Slavs and Tatars
May 04 - May 08 2011
Swiss Institute is proud to open an exhibition in conjunction with the U.S. launch of Slavs and Tatars book Molla Nasreddin: the magazine that would’ve, could’ve, should’ve, a legendary Azeri political satire and perhaps the most important Muslim periodical of the 20th century.
Featuring illustrations reminiscent of a Daumier of the Caucasus, Molla Nasreddin was read from Morocco to Iran; it addressed issues–gender equality, Islam’s integration of Modernity, education, Western meddling–as relevant and urgent today for a global audience, as when it was first published, in the Caucasus, a century ago.

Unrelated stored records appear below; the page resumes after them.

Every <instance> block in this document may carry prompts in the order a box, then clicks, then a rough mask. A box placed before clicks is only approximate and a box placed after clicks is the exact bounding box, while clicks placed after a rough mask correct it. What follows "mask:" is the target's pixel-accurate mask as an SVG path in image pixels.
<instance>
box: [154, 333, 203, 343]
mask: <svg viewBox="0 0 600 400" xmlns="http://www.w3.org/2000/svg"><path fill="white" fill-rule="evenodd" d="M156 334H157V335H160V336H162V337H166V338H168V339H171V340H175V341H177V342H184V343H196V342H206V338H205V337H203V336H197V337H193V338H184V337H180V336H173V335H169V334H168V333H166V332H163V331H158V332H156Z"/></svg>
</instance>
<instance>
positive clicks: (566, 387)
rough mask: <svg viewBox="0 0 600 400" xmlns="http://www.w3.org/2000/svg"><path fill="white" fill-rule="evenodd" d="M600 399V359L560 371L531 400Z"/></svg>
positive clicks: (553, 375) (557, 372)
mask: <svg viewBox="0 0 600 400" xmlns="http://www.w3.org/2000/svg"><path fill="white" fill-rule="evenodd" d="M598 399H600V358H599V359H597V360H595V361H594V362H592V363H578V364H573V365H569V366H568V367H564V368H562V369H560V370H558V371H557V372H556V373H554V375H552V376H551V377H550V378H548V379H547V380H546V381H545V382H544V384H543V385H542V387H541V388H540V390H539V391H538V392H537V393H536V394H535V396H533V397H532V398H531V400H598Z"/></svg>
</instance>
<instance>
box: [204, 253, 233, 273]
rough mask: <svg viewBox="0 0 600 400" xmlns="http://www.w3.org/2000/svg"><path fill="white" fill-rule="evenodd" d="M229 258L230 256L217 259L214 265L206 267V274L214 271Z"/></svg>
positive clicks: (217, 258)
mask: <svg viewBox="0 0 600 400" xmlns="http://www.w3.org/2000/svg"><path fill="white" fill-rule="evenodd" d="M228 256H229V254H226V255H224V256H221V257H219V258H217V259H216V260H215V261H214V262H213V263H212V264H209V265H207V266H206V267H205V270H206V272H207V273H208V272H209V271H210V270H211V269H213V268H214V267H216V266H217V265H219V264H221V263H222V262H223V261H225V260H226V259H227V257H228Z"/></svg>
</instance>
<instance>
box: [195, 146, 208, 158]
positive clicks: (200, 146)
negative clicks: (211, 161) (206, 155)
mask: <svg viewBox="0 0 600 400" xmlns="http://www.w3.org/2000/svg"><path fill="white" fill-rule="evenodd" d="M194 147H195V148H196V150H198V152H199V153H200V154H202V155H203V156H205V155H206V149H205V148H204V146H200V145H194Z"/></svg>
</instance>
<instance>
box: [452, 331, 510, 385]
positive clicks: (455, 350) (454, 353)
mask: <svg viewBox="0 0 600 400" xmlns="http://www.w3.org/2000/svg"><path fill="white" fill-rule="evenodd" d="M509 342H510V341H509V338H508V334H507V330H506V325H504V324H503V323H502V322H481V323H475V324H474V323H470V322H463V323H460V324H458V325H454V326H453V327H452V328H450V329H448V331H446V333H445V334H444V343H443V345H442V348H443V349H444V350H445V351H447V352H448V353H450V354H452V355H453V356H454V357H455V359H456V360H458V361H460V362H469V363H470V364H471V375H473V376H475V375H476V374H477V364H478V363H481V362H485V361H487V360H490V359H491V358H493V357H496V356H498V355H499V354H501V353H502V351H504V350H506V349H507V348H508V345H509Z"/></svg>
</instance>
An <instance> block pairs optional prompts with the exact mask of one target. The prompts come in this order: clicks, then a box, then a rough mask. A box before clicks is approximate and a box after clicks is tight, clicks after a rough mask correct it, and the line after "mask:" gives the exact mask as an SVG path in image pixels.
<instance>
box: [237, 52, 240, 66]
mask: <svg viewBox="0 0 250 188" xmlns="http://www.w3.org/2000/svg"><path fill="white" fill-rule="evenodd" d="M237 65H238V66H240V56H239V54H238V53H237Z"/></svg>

In the SI Reading Room, Slavs and Tatars will present a select archive of printed matter on the rambunctious, rowdy case study of complexity otherwise known as the Caucasus, sandwiched between the Bolshevism of Russia, revolutionary Islam of Iran and a declining Ottoman Empire.

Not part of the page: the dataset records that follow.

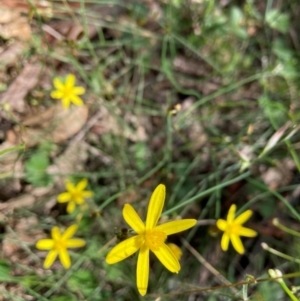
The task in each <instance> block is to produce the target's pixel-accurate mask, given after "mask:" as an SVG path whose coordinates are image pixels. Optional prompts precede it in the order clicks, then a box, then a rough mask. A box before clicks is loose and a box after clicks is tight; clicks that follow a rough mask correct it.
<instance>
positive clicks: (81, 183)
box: [76, 179, 88, 191]
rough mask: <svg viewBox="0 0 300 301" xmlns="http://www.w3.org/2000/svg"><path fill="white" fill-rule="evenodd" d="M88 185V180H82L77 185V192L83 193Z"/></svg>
mask: <svg viewBox="0 0 300 301" xmlns="http://www.w3.org/2000/svg"><path fill="white" fill-rule="evenodd" d="M87 184H88V181H87V179H83V180H81V181H80V182H79V183H78V184H77V185H76V190H77V191H82V190H84V188H86V186H87Z"/></svg>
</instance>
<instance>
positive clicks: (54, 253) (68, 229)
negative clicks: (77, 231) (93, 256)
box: [36, 225, 85, 269]
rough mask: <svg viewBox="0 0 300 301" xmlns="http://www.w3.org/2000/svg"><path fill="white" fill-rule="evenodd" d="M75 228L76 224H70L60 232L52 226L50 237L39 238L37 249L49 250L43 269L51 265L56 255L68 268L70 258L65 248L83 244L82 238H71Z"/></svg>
mask: <svg viewBox="0 0 300 301" xmlns="http://www.w3.org/2000/svg"><path fill="white" fill-rule="evenodd" d="M77 228H78V227H77V225H72V226H70V227H69V228H67V229H66V231H65V232H64V233H63V234H61V233H60V230H59V228H58V227H53V228H52V230H51V237H52V239H41V240H39V241H38V242H37V243H36V248H37V249H39V250H47V251H48V250H49V253H48V255H47V257H46V259H45V262H44V268H45V269H49V268H50V267H51V265H52V264H53V262H54V261H55V259H56V257H57V255H58V256H59V259H60V261H61V263H62V265H63V267H64V268H65V269H68V268H69V267H70V266H71V259H70V255H69V253H68V251H67V249H69V248H80V247H83V246H85V241H84V240H83V239H79V238H73V239H71V237H72V236H73V235H74V234H75V232H76V231H77Z"/></svg>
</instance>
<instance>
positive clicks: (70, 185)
mask: <svg viewBox="0 0 300 301" xmlns="http://www.w3.org/2000/svg"><path fill="white" fill-rule="evenodd" d="M66 189H67V191H69V192H71V193H74V192H75V191H76V188H75V186H74V184H73V183H72V182H70V181H66Z"/></svg>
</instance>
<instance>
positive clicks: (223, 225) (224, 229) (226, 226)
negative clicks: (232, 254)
mask: <svg viewBox="0 0 300 301" xmlns="http://www.w3.org/2000/svg"><path fill="white" fill-rule="evenodd" d="M227 226H228V223H227V222H226V221H225V220H224V219H218V220H217V227H218V228H219V229H220V230H221V231H225V230H226V228H227Z"/></svg>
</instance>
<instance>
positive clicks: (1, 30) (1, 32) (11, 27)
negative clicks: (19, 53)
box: [0, 7, 31, 41]
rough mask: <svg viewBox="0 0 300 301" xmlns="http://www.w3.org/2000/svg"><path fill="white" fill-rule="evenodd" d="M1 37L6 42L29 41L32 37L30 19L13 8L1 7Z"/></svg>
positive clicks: (0, 28)
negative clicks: (5, 40) (17, 39)
mask: <svg viewBox="0 0 300 301" xmlns="http://www.w3.org/2000/svg"><path fill="white" fill-rule="evenodd" d="M0 36H1V37H2V38H4V39H6V40H8V39H11V38H17V39H19V40H22V41H28V40H29V39H30V37H31V29H30V26H29V21H28V18H26V17H23V16H22V15H21V14H20V12H18V11H16V10H13V9H11V8H5V7H0Z"/></svg>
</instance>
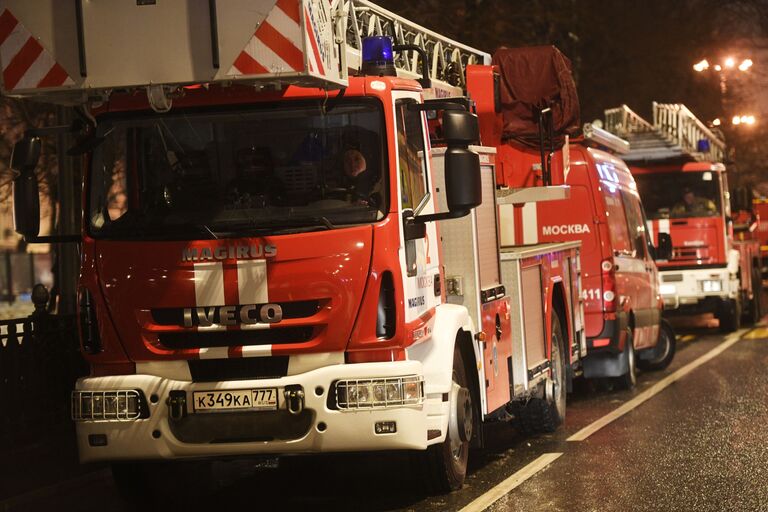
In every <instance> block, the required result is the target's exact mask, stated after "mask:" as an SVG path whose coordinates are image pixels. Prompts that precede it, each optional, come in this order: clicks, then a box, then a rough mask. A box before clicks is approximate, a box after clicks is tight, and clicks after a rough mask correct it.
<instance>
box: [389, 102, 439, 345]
mask: <svg viewBox="0 0 768 512" xmlns="http://www.w3.org/2000/svg"><path fill="white" fill-rule="evenodd" d="M419 102H420V95H419V94H418V93H415V92H397V93H395V94H394V111H395V125H396V126H395V136H396V137H397V141H396V144H395V147H396V151H397V157H396V160H395V161H396V165H397V189H398V204H399V206H400V209H399V211H400V237H401V245H400V254H399V256H400V265H401V267H402V269H403V272H402V276H403V291H404V295H405V297H404V298H405V301H404V302H405V304H404V306H405V315H404V316H405V322H406V324H407V327H408V328H409V329H410V330H412V332H413V337H414V341H420V340H422V339H426V338H428V337H429V336H430V334H431V330H432V322H433V320H434V308H435V306H437V305H438V304H440V301H441V290H440V284H439V282H440V260H439V253H438V234H437V225H436V224H437V223H436V222H428V223H427V225H426V236H424V237H423V238H415V239H411V240H406V236H405V235H406V234H405V231H404V229H403V223H404V218H407V217H410V216H413V215H420V214H429V213H434V212H435V194H434V191H433V187H434V185H433V180H432V176H431V170H430V169H431V166H430V162H429V139H428V138H427V133H428V132H427V130H426V129H425V128H426V114H425V113H424V112H422V111H419V110H414V109H412V108H409V105H416V104H418V103H419Z"/></svg>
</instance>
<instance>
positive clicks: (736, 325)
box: [717, 299, 741, 333]
mask: <svg viewBox="0 0 768 512" xmlns="http://www.w3.org/2000/svg"><path fill="white" fill-rule="evenodd" d="M717 318H718V320H720V332H724V333H729V332H734V331H738V330H739V329H740V328H741V301H740V300H739V299H729V300H724V301H722V302H721V303H720V313H719V314H718V315H717Z"/></svg>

Slavs and Tatars is a faction of polemics and intimacies devoted to an area east of the former Berlin Wall and west of the Great Wall of China known as Eurasia. The collective’s work spans several media, disciplines, and a broad spectrum of cultural registers (high and low) focusing on an oft-forgotten sphere of influence between Slavs, Caucasians and Central Asians.
Image: Page from Slavs and Tatars presents Molla Nasreddin: the magazine that would’ve, could’ve, should’ve(JRP-Ringier, 2011).